Jeffrey LewisSpace-Based Laser in the Black Budget?

Just when you thought the space-based laser was dead … the Canadian Department of National Defence reveals that it believes the program has gone black to hide it from scrutiny.

Last year, MDA closed its Space-based Laser (SBL) program office and canceled the
anticipated 2012 test of the system. MDA/’s decision followed a $120 million Congressional cut to the program in FY02 and a decision by MDA not to seek substantial funding in FY03. MDA Director Ronald Kadish told reporters that MDA would no longer focus on “putting an experiment in space in the near term . . . . Space basing of this capability can be looked at as a later improvement as opposed to a near-term imperative.”

The Ottawa Citizen, however, reports obtained a March 2003 Canadian Department of National Defence report that suggests otherwise. It seems our neighbors to the North concluded that MDA was interested in “possibly moving [the Space-based laser] into /’black/’ territory where progress will be concealed.”

The unclassified budget, although it contains funds for “decommissioning” the Capistrano, California Test Site associated with the “canceled” Space-based laser program, retains some funding to “further refine the DE [Directed Energy] concept and provide options for future system production. Emergent technologies resulting from this investment will provide MDA with the ability to pursue DE systems, possibly including a Space-Based DE program.”

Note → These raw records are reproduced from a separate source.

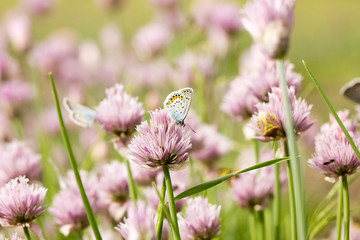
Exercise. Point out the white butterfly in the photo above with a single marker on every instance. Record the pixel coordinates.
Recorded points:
(79, 114)
(351, 90)
(178, 103)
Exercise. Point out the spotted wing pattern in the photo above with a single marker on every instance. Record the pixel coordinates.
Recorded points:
(79, 114)
(351, 90)
(178, 103)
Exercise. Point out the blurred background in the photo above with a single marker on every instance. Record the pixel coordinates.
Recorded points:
(326, 35)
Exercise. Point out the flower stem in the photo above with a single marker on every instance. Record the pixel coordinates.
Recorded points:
(160, 213)
(292, 201)
(277, 197)
(294, 167)
(346, 207)
(252, 223)
(27, 233)
(73, 163)
(339, 213)
(132, 187)
(171, 202)
(261, 225)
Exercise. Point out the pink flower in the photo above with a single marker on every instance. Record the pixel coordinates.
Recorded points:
(334, 157)
(13, 236)
(269, 120)
(201, 220)
(151, 40)
(269, 23)
(139, 224)
(38, 7)
(119, 113)
(217, 14)
(17, 159)
(20, 203)
(68, 208)
(163, 142)
(258, 75)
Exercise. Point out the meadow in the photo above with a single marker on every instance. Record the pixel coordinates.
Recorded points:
(129, 64)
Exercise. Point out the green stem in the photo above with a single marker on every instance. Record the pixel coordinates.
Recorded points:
(171, 202)
(339, 213)
(252, 224)
(27, 233)
(292, 201)
(294, 167)
(346, 207)
(277, 198)
(160, 212)
(261, 225)
(333, 112)
(73, 163)
(132, 186)
(256, 150)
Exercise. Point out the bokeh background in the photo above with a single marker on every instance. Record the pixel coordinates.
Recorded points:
(326, 35)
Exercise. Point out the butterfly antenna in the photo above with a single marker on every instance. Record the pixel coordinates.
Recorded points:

The continuation of the program in a much larger scale in the classified budget is feasible: DOD has plenty of black R&D money – $11.8 billion or 19 percent of total RDT&E funding according to the Center for Strategic and Budgetary Assessments. Given the spending profile developed by CBO, MDA could keep this thing in their classified budget for another several years before the spending started to hit the billion dollars per year mark.